Three members of the band were handed two-year prison sentences for staging a protest in a church in Moscow in February, prompting an outcry from stars including Paul McCartney and Madonna, who called the jail terms "harsh" and "inhumane".
The women were back in court on Wednesday, and Yekaterina Samutsevich had sentence overturned after her lawyer argued the star had been restrained by police officers before the stunt and hadn't taken part.

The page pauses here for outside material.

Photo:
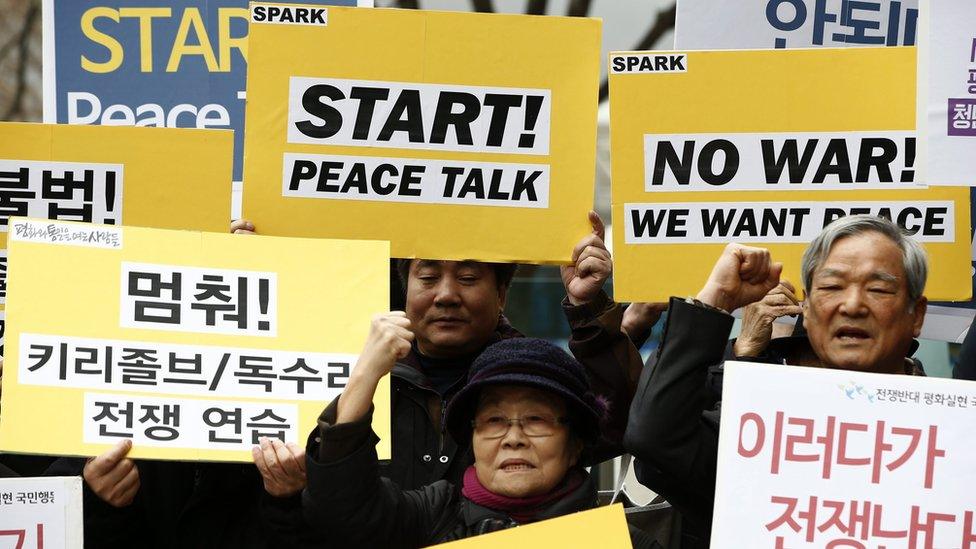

Samutsevich walked free from court, but her bandmates - Nadezhda Tolokonnikova and Maria Alekhina - had their sentences upheld.
Lawyers representing Tolokonnikova and Alekhina have revealed they now hope to take the musicians' case to the European Court of Human Rights, and Madonna addressed the issue again during her gig at the Staples Center in Los Angeles on Wednesday night.
She told the audience, "May I remind you that two members of Pussy Riot are still in jail."
Samutsevich has also given her first interviews since being freed, revealing the three women did not have access to any outside information during their time behind bars and she had no idea they had received such stellar support.
She tells Sky News, "We did not have access to any video or any audio, we did not even see Madonna's performances (when she danced with the band's name scrawled on her back)."
In another interview, Samutsevich reveals she feels bad for walking free after six months in custody while her friends remain behind bars.
She tells CNN, "(I have) mixed feelings... Of course I am very happy to be out and to be free, but I'm very upset that Nadezhda and Maria are still incarcerated... (They are) very, very upset (about being separated from their children)... but they are holding up very well."
Samutsevich also vowed the band will continue its political fight in the future, adding, "We are not finished, nor are we going to end our political protest... (But we will be) more cautious (in the future)."